Scotmid half-year turnover up to £185m

Scotmid Co-operative said its turnover rose £4 million to £185 million in the 26 weeks to July 30 and trading profit was in line with last year at £2 million amid what it called  “a sluggish Scottish retail market and a period of considerable uncertainty.”

Scotmid said that as well as the general uncertainties caused by the Brexit referendum, its retail businesses also faced up to the challenges of price deflation, lukewarm consumer sentiment and the extra costs from the introduction of the National Living Wage.

Scotmid chief executive John Brodie said: “Against this background and that of a declining Scottish market our retail trading businesses delivered good performances.

“The Scottish Retail Consortium reported a 1.6% average reduction in like for like sales in the six month period.

“In this context our food convenience business performed well, with turnover growth driven by differentiation initiatives such as bakery and food to go helping to offset the market decline.

“Our Semichem stores found it more difficult to counter market factors but still delivered a positive sales performance ahead of the market.

“This included the benefit of further growth in premium fragrance sales building on the success of last year.”

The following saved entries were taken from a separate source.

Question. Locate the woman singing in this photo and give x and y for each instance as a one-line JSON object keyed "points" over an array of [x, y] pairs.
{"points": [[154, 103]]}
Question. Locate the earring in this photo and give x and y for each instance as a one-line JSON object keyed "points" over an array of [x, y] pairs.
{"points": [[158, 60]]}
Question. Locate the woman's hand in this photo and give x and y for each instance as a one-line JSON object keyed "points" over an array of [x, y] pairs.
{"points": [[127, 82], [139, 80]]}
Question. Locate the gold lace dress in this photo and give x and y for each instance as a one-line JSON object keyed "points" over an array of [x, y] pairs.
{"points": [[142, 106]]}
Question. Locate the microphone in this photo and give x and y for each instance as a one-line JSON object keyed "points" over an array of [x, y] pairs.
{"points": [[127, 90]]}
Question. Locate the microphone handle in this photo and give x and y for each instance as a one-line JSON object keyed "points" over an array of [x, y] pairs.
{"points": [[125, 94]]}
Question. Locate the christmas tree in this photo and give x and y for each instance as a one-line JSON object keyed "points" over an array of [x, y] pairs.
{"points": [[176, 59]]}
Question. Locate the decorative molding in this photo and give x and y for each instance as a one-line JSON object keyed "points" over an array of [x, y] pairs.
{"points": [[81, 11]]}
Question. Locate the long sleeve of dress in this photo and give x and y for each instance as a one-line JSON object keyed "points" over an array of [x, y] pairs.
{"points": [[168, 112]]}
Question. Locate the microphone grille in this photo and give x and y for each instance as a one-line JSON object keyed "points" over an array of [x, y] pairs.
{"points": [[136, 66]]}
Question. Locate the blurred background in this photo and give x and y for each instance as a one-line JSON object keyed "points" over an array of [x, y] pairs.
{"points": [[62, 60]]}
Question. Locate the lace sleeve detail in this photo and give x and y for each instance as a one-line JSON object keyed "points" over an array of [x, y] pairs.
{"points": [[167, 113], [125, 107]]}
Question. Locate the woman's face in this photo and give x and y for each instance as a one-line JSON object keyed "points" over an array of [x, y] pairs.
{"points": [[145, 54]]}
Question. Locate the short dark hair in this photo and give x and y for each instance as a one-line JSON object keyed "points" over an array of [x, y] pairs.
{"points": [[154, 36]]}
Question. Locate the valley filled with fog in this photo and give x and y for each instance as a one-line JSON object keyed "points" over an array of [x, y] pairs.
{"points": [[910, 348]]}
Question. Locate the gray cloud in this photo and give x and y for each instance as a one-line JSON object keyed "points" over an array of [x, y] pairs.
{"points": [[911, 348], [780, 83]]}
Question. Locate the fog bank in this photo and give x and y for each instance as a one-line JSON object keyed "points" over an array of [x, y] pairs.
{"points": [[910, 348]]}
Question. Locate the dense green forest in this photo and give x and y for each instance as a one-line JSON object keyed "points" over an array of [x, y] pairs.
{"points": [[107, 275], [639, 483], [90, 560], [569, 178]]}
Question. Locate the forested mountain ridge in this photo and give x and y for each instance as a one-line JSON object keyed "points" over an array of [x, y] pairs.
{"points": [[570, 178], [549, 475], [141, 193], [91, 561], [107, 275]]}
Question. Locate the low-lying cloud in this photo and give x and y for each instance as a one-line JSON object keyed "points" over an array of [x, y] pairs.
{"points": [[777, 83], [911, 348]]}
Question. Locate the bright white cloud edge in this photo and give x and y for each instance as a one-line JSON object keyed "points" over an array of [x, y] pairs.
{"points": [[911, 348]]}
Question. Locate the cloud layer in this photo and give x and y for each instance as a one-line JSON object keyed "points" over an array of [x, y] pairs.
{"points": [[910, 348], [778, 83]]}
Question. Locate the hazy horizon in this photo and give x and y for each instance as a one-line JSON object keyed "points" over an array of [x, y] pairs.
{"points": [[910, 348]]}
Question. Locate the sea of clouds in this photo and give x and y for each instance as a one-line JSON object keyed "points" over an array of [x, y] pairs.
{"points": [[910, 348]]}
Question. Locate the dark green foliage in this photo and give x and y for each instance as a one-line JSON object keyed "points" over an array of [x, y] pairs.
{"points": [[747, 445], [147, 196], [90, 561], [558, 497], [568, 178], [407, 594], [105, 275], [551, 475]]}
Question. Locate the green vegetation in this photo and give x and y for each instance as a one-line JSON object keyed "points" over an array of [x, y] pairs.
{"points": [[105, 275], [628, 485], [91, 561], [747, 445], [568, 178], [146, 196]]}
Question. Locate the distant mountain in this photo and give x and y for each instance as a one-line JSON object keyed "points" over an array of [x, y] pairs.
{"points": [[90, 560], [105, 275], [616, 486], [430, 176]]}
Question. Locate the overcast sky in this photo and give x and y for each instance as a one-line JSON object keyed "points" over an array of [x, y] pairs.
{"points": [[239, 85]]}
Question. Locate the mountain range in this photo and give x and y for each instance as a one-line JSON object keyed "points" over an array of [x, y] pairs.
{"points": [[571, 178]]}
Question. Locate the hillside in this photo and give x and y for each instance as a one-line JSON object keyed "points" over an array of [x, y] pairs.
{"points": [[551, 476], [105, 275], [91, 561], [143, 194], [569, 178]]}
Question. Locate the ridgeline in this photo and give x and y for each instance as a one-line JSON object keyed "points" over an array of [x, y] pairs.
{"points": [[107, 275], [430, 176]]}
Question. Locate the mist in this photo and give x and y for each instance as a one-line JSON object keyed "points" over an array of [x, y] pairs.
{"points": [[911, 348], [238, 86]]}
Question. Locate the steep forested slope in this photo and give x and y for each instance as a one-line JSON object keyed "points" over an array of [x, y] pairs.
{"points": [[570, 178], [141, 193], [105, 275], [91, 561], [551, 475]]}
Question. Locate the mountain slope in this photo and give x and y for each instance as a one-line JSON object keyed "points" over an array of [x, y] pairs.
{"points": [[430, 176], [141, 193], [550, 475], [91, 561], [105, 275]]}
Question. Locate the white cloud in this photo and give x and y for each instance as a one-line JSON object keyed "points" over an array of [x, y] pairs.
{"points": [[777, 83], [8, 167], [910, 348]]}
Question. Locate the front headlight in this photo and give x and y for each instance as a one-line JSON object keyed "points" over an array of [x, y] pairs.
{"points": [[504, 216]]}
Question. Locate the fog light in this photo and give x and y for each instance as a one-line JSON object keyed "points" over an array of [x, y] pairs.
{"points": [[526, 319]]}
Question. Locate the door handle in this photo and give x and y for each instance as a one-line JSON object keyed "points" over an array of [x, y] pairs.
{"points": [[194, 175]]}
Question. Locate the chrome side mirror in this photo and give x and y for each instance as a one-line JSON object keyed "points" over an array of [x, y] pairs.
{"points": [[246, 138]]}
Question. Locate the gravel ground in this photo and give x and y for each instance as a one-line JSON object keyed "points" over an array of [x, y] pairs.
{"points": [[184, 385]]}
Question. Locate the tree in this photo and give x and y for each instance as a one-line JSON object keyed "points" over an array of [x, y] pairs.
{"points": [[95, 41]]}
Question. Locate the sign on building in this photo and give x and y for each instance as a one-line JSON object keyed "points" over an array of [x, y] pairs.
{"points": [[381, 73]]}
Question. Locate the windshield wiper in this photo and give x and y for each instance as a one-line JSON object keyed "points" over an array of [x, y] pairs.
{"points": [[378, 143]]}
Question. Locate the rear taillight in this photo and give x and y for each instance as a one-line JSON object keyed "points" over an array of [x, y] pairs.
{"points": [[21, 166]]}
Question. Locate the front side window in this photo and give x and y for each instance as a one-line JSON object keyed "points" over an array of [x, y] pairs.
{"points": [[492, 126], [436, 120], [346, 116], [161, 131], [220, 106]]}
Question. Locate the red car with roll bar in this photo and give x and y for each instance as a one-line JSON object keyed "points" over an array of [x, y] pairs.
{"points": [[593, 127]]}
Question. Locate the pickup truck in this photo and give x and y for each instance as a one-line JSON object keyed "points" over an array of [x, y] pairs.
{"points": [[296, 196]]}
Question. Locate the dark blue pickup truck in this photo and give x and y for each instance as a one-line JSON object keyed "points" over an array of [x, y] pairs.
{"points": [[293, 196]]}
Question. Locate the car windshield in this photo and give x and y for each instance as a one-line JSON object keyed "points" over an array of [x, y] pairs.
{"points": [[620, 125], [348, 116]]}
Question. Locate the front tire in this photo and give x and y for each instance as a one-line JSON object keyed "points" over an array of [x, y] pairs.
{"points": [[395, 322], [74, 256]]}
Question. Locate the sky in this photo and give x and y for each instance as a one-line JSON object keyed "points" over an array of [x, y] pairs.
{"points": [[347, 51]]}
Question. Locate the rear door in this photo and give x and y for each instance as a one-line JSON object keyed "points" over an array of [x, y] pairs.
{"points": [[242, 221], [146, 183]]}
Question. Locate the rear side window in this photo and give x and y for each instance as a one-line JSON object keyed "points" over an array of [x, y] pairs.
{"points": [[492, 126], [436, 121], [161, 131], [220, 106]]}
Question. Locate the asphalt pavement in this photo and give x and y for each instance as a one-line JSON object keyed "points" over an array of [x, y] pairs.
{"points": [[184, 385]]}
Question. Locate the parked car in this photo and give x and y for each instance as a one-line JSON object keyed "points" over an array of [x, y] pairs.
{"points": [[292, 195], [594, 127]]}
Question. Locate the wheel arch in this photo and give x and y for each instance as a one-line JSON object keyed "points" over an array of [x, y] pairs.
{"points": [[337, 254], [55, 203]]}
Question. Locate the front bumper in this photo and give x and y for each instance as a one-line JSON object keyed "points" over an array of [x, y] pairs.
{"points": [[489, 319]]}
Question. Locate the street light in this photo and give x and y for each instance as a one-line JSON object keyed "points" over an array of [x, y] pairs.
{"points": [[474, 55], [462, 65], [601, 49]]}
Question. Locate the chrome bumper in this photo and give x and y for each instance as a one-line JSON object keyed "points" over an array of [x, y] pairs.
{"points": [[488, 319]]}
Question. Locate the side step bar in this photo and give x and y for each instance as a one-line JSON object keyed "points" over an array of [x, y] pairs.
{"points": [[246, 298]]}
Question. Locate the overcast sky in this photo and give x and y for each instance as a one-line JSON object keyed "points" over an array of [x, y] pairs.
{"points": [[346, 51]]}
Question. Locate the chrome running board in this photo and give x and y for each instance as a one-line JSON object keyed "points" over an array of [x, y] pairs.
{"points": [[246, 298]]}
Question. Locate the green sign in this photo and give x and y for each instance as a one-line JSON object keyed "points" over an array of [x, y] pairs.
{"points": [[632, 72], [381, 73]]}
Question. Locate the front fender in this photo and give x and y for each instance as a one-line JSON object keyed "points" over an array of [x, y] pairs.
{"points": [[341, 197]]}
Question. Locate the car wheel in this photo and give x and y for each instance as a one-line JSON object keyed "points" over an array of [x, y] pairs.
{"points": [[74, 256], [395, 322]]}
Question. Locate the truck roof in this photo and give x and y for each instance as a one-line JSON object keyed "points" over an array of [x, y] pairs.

Brodie said Scotmid’s funeral business performed ahead of expectations and rental income from Scotmid’s property investment portfolio was also robust, particularly for residential property.

Brodie said the second half of 2016 will be challenging.

“At the year-end we highlighted the specific challenge of the National Living Wage in the context of an unfavourable Scottish retail market,” Brodie added.

“The Society has delivered a positive initial response to this challenge by accelerating continuous improvement initiatives while maintaining focus on the development of our core business to deliver a solid first half result.

“However, the last six months has seen the magnification of general market uncertainties both in the lead up to and after the result of the Brexit referendum and we anticipate that the uncertainty will continue until the shape of the UK’s terms of exit become clear.

“Consequently, we expect the second half of 2016 to be equally or more challenging with the full cost impact of the National Living Wage.

“This will also continue into 2017 when we face further cost increases including the apprenticeship levy.

“The economy and in particular the unfavourable retail landscape will be a significant ongoing challenge for the society which we will continue to address with our continuous improvement philosophy which has served us well for a number of years.”